AUTOBIOGRAFIA TELEVISIVA DI UNA NAZIONE (6)

I materiali di cinema sul fondo 2 

a cura di Paolo Luciani

La proposta CINEMA SUL FONDO 2, incentrata sul cinema italiano degli anni ’30 e ’40,  che da alcuni mesi trova collocazione nelle notti di Fuori Orario ed è la diretta continuazione del progetto originale curato negli anni scorsi da Ciro Giorgini ed enrico ghezzi, viene ora accompagnato da una nuova serie di appuntamenti in cui l’attenzione sarà concentrata sui materiali (i più diversi per le  modalità produttive, siano essi di taglio storico-giornalistico- educativo)  che la Rai, nel corso degli anni, ha dedicato a quella parte della nostra riflessione storica che ha dovuto fare i conti con il fenomeno del Fascismo.

A partire dai primi anni ’60, soprattutto grazie anche alla   cesura temporale di appena 15 anni dalla fine della guerra, come se non di più ad una realtà economica e culturale nuova, in grado di modificare in profondità anche il costume nazionale, proprio in quegli anni si moltiplicano le inchieste, i documentari, il film a soggetto che ritornano a studiare, raccontare, analizzare il ventennio,  i suoi protagonisti come la condizione del paese tutto; di più,  l’intenso e variegato lavoro storiografico trova anche  nel cinema, nella stampa specializzata  come in  quella popolare,  nella televisione in particolare, le  tribune e le  occasioni  per manifestarsi,  fino ad incidere  nella cultura di massa in forme del tutto originali, coinvolgendo un  pubblico vasto fatto “di chi c’era, come di quelli che sono venuti dopo”, capace anche di appassionarsi, confrontarsi, dividersi, sulle diverse tesi storiche a confronto.

Nelle notti che seguiranno cercheremo di dare conto di questa realtà , intrecciando materiali documentaristici televisivi con esperienze cinematografiche significative, bizzarre, meno scontate.

NASCITA DI UNA DITTATURA – 3° puntata

(Italia, 1972,  b/n, dur., 77’58”)

Di: Sergio Zavoli, con la collaborazione di Edek Osser e Luciano Onder; coordinatore della fotografia: Paolo Arisi Rota; riprese elettroniche: Gianni Eleuteri; montaggio: Giuseppa Baghdikian; musiche originali: Gianni Marchetti.

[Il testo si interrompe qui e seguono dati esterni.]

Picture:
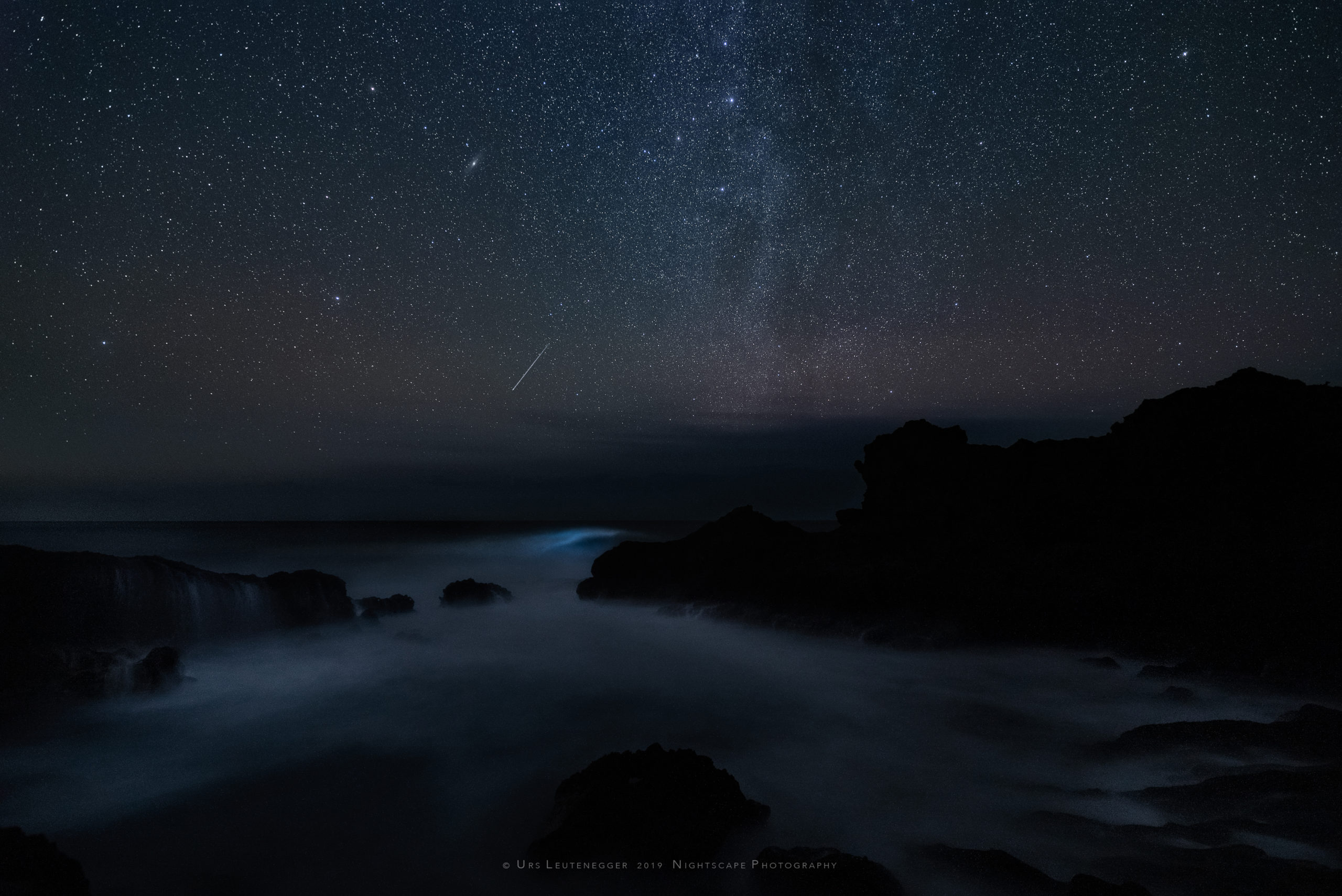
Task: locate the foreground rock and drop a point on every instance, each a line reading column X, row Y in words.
column 1194, row 860
column 376, row 607
column 31, row 866
column 1203, row 528
column 468, row 591
column 807, row 871
column 651, row 805
column 1002, row 872
column 82, row 623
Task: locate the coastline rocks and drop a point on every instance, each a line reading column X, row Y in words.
column 744, row 554
column 792, row 872
column 104, row 603
column 1203, row 525
column 1195, row 860
column 468, row 591
column 651, row 805
column 375, row 607
column 31, row 866
column 75, row 621
column 1010, row 876
column 1310, row 733
column 159, row 671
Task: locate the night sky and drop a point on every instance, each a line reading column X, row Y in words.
column 289, row 259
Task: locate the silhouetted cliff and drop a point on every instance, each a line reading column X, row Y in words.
column 1203, row 526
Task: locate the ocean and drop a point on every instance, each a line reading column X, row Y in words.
column 419, row 754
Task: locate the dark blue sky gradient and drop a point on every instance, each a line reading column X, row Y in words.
column 257, row 243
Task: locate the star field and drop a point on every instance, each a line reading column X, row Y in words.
column 259, row 236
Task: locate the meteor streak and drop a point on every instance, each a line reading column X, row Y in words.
column 528, row 370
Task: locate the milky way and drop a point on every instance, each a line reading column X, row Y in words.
column 718, row 212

messa in onda Raiuno 24 novembre 1972 alle ore 21

Premio Saint Vincent 1973 per la televisione

Grande inchiesta storica che il giornalista realizzò in occasione del cinquantenario della Marcia su Roma. Siamo di fronte ad un lavoro esemplare dal punto di vista giornalistico e televisivo; Zavoli viene coadiuvato da una serie di storici come Alberto Aquarone, Gaetano Arfè, Gabriele De Rosa, Renzo De Felice, Gastone Manacorda, Salvatore Valitutti. Saranno 55 invece gli intervistati, testimoni diretti di quegli anni; per alcuni di questi, poi, si tratterà di dichiarazioni in esclusiva ed uniche (tra questi ricordiamo Rachele Mussolini ed Amadeo Bordiga). Ma ricordiamo ancora qualche altro nome: Franco Antonicelli, Sandro Pertini, Umberto Terracini, Riccardo Bacchelli, Oronzo Reale, Augusto De Marsanich, Leone Cattani, Giuseppe Spataro, Ugo Spirito, Pietro Nenni, Lelio Basso, Ferruccio Parri, Giuseppe Prezzolini…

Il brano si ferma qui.